Schwimmunterricht gehört ebenso zum Job des Bademeisters. Für Harzheim ist das eine der besten Seiten des Berufs. "Kindern das Schwimmen beizubringen und ihnen dann als Abschluss die Prüfung zum Seepferdchen abzunehmen, ist eine schöne Sache", sagt er. Nicht immer schön sind dagegen die Arbeitszeiten: Wenn die meisten Menschen frei haben, müssen Bademeister ran - auch an Sonn- und Feiertagen. "Es gehört eine gewisse Flexibilität dazu, um den Beruf ausüben zu können", erklärt Harzheim.

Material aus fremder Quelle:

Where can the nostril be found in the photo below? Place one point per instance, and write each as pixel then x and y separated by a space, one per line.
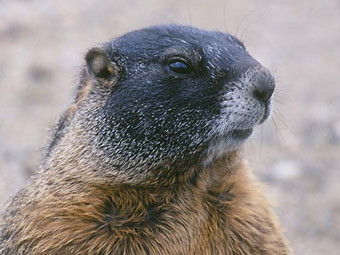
pixel 264 90
pixel 262 94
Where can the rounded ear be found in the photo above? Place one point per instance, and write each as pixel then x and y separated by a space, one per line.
pixel 100 67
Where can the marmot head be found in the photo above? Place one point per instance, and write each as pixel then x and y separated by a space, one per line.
pixel 170 94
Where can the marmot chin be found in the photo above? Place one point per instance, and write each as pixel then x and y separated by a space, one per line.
pixel 146 159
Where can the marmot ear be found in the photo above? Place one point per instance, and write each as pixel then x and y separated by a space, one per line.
pixel 100 67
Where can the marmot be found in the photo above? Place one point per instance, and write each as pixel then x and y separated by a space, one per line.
pixel 146 160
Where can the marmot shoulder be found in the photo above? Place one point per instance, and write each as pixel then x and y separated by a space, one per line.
pixel 146 160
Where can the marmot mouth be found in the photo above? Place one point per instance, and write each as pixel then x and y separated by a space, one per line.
pixel 241 133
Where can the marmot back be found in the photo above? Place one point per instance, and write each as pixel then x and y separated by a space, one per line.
pixel 146 159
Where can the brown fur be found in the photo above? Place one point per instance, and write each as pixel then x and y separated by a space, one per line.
pixel 82 203
pixel 223 212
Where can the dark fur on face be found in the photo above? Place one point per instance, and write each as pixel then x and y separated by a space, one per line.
pixel 145 160
pixel 153 114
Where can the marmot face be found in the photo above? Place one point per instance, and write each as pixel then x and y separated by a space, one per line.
pixel 172 94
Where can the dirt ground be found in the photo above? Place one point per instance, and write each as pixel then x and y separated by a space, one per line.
pixel 296 153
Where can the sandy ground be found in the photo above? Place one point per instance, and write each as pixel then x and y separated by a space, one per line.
pixel 297 153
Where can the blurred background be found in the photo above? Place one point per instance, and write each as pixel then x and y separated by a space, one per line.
pixel 296 153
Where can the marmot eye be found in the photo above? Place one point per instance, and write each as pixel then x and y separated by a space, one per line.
pixel 179 66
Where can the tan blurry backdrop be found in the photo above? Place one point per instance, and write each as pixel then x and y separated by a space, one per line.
pixel 297 153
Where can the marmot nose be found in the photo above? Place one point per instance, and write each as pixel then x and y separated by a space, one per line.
pixel 264 87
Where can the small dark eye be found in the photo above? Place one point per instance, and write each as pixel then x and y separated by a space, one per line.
pixel 179 66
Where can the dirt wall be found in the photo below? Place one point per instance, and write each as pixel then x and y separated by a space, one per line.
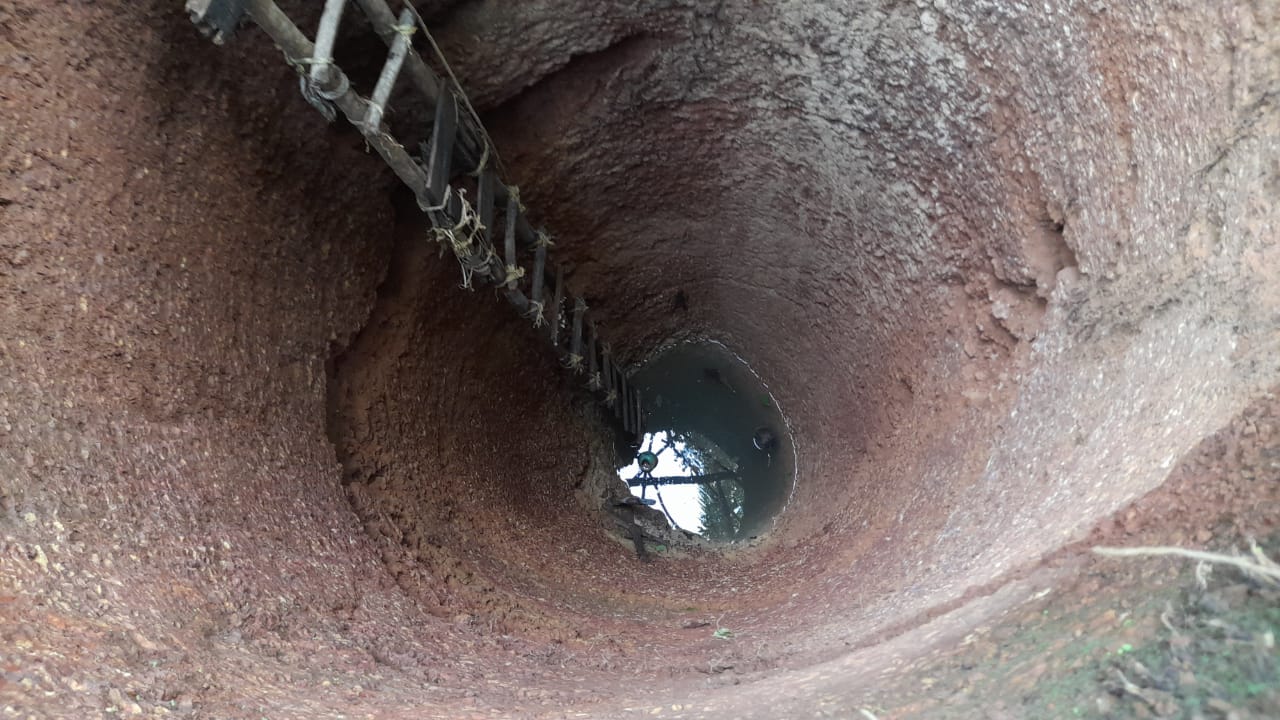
pixel 260 455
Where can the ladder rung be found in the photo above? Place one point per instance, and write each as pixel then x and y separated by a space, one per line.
pixel 325 35
pixel 607 373
pixel 442 146
pixel 510 241
pixel 639 423
pixel 539 270
pixel 391 71
pixel 590 351
pixel 576 342
pixel 625 395
pixel 429 83
pixel 557 305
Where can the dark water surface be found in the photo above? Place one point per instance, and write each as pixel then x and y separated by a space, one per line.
pixel 725 464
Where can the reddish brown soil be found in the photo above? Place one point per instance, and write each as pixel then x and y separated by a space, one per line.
pixel 260 456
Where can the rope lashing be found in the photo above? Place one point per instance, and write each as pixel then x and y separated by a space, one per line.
pixel 311 91
pixel 535 311
pixel 515 192
pixel 462 236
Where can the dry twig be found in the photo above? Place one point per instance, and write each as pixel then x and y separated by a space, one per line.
pixel 1261 566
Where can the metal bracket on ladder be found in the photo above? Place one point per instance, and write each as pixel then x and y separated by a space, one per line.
pixel 456 139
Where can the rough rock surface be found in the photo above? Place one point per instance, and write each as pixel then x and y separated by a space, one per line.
pixel 1004 265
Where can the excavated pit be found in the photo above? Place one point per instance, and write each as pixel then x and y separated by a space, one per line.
pixel 1002 265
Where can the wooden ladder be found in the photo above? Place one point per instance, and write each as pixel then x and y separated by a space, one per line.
pixel 457 140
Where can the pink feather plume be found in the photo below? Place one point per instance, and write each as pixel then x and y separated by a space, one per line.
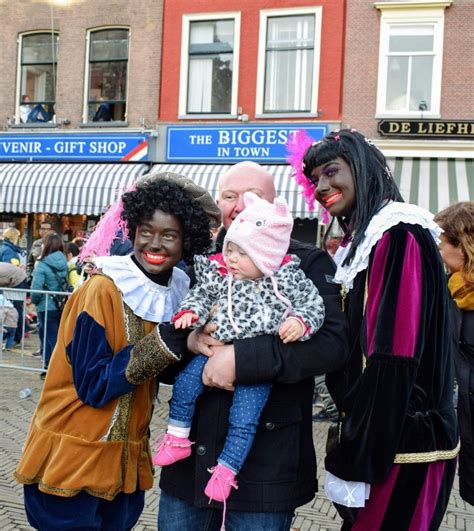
pixel 296 148
pixel 109 227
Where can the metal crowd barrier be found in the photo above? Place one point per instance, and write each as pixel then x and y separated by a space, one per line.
pixel 20 357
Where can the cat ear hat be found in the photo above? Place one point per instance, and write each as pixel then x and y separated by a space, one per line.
pixel 112 225
pixel 263 231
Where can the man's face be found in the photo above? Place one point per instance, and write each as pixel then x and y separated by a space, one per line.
pixel 231 194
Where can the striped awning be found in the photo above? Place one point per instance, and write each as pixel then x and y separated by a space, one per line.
pixel 64 188
pixel 207 176
pixel 434 183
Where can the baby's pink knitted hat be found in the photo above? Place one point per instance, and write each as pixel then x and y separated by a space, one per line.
pixel 263 231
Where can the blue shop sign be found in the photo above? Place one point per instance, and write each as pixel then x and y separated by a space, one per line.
pixel 260 143
pixel 74 147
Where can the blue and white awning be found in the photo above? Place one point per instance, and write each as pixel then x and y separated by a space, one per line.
pixel 55 188
pixel 434 183
pixel 207 176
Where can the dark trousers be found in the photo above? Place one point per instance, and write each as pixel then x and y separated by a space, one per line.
pixel 84 512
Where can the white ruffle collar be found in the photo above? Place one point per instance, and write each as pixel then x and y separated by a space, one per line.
pixel 387 217
pixel 146 299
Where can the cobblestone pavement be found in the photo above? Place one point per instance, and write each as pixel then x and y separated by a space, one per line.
pixel 15 414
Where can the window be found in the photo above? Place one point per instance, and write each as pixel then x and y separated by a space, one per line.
pixel 288 69
pixel 38 66
pixel 107 79
pixel 410 60
pixel 209 64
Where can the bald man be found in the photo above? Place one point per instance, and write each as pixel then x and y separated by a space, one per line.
pixel 279 474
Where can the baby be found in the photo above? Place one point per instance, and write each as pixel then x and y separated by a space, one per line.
pixel 253 288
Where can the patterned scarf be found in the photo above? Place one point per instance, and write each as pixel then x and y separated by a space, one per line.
pixel 462 294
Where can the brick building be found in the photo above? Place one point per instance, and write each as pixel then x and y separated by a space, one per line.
pixel 408 83
pixel 79 93
pixel 238 77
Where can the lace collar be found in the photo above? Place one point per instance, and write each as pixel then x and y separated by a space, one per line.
pixel 387 217
pixel 146 299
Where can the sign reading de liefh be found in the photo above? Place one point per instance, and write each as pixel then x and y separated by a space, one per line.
pixel 74 147
pixel 461 129
pixel 260 143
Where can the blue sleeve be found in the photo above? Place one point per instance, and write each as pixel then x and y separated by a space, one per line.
pixel 37 283
pixel 98 373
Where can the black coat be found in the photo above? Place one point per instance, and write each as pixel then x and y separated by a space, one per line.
pixel 280 471
pixel 464 365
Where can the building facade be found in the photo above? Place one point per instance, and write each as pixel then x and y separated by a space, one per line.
pixel 239 78
pixel 79 95
pixel 409 84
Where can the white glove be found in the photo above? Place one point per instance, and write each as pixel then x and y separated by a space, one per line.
pixel 347 493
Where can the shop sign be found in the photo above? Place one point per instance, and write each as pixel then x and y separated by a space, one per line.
pixel 460 129
pixel 74 147
pixel 260 143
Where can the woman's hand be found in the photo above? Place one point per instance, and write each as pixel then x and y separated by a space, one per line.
pixel 219 370
pixel 201 342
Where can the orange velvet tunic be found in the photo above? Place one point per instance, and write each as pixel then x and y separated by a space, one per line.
pixel 72 446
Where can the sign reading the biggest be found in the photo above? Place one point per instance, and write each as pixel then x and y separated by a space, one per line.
pixel 260 143
pixel 461 129
pixel 74 147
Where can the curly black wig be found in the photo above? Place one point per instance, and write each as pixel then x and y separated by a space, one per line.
pixel 140 205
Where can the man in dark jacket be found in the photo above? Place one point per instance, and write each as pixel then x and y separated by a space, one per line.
pixel 279 474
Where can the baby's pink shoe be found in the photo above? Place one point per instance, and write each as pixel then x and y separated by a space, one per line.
pixel 221 482
pixel 172 449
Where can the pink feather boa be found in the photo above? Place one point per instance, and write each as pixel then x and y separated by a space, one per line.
pixel 110 225
pixel 297 148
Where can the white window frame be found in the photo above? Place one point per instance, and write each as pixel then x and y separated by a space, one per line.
pixel 85 107
pixel 420 13
pixel 19 70
pixel 184 67
pixel 265 14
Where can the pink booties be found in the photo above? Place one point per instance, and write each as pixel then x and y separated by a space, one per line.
pixel 219 486
pixel 172 449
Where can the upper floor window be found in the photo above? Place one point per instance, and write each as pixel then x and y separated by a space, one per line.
pixel 38 66
pixel 107 79
pixel 410 62
pixel 209 64
pixel 288 69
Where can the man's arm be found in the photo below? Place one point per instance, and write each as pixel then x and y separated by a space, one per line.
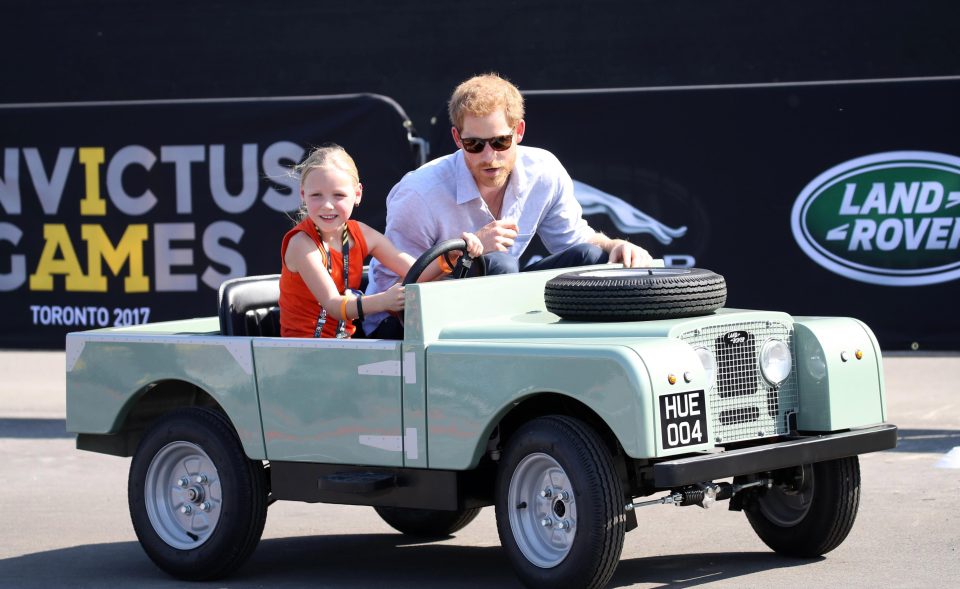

Er ist geprüfter Schwimmmeister. Das ist die nächste Ausbildungsstufe nach dem Fachangestellten für Bäderbetriebe. Azubi Arne Klawunde will den Meister nach Ende der Ausbildung direkt anschließen. "Irgendwann will ich ins Bädermanagement", zeichnet Klawunde seinen beruflichen Werdegang vor.

Erst einmal gilt seine Konzentration aber den Badegästen. Den Sommer über ist er am Strandbad Wannsee im Einsatz. "An heißen Tagen kommen bis zu 15 000 Gäste dorthin", sagt Klawunde. Bei solchen Massen den Überblick zu behalten, ist eine Herausforderung. Nur auf das Wasser zu gucken, ist dann nicht drin.